Much to my surprise I ran into Roger and Sally again - at the hotel breakfast buffet. We said hello and expressed our surprise. They were getting ready to head to Argentina later in the day so we didn't have much time to talk.

I lounged around until about 10:00 and then took off for Ipanema, the next beach down from Copacabana. There was a big craft fare there, the Hippie Fare, that I wanted to see. I took one of the local buses and got off at the fair, but first walked two blocks over to the beach.

On Sunday they close off the beachfront road and it's full of joggers, power-walkers, bicyclers and skaters - you get the idea. It's wonderful to see the streets full of people instead of cars. I walked along enjoying the ocean breeze. It was considerably cooler today and there were heavy waves that kept everyone but the surfers out of the water. I walked a ways along the beach before heading back to the craft fare.

This turned out to be a great place to look for souvenirs. The goods ran from awful to excellent - I was interested in both. I picked up a few more things and then settled into some serious people watching. All along I had been surprised how few tourists, especially Americans, I had seen in Rio. I made up for it today.

The rest of the afternoon I took it easy. At about 5:00 I took the Executive bus back to the airport. Only two things stick in my mind about the airport: first, there is whopper US$36 exit tax. What a way to make money: You want to go home? Give us some money.

Second, there was no place in the international departure lounge to change money - and the duty-free shops won't take your Brazilian money either. They only want US dollars. I couldn't believe this and sarcastically ask the clerk, Am I still in Brazil? Anyway, I warn you to make sure you get rid of you Rials before you enter the departure lounge otherwise you will be taking them home as souvenirs like I did.

Monday, September 13, Heading home

I had to change planes in Atlanta in the morning. At the check-in counter they took my ticket and told me they would call me in a few minutes.
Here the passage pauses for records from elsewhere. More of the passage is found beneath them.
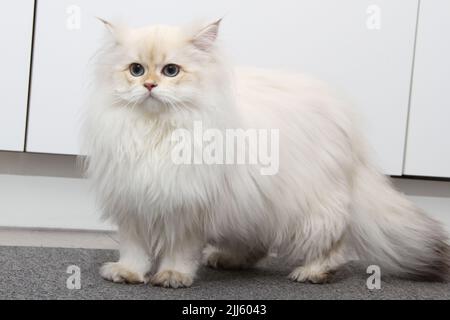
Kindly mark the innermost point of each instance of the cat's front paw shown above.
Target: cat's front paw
(119, 273)
(172, 279)
(306, 274)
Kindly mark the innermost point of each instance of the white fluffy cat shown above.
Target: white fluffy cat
(326, 205)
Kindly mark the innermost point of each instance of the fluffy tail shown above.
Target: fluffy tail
(389, 230)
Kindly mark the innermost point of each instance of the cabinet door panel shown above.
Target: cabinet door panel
(16, 28)
(428, 149)
(364, 47)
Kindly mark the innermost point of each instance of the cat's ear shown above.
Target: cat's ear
(207, 36)
(115, 31)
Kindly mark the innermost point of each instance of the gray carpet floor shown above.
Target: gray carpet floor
(40, 273)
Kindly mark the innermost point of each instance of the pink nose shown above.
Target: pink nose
(150, 86)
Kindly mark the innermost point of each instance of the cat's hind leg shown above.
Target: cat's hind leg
(321, 242)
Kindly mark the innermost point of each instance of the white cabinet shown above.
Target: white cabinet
(16, 28)
(428, 148)
(364, 47)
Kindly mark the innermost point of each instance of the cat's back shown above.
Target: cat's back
(276, 98)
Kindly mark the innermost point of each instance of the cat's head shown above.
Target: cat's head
(159, 68)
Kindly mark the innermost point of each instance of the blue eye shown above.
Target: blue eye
(137, 70)
(171, 70)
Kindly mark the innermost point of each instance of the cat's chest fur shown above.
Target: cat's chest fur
(133, 163)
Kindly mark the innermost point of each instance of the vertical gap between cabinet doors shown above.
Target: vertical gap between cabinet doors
(411, 84)
(30, 75)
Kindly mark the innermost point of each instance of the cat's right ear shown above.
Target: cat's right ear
(112, 29)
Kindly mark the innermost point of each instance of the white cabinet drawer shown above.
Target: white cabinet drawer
(364, 47)
(428, 149)
(16, 28)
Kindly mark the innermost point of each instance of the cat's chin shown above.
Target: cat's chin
(154, 106)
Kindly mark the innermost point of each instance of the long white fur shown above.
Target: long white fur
(326, 206)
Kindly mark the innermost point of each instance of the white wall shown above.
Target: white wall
(16, 26)
(46, 191)
(331, 39)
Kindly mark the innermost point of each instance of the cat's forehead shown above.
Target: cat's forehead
(156, 43)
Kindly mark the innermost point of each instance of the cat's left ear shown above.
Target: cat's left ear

I had a sinking feeling that this meant trouble. Well, they didn't call me in a few minutes. Instead they made an announcement that they were over booked and asked for volunteers to take a later flight - they needed 30! They started by offering a US$400 voucher and, when that didn't work, they upped it to US$600. If I hadn't been so tired I might have been tempted.

As boarding time neared it became clear I wasn't going to make it: they were giving boarding passes to first class, full fare and frequent flyers and to not cheap fare folks like me. I sat there watching people boarding, getting madder and madder. I figured there wasn't much I could do about it, but I was going to bitch - at least I would have that satisfaction.

After the plane was loaded they made another announced saying they were sorry and offer compensation of either US$400 cash or a US$1000 voucher. I was still pretty unhappy, but as I stood in line waiting for my compensation, I was already starting to think of where I could go on US$1000. By the time they gave me my voucher and replacement ticket I actually thanked them. Can you believe it? They bump me and I thank them! Anyway, I spent my unexpected three-hour delay looking at the Delta schedule and planning my next trip.

As much as I love to travel, I love coming home more. When I got back to Detroit a good friend was waiting for me, an unusual treat as I almost always take the airport bus. It had been a great trip and I was also very happy to be home. What could be better?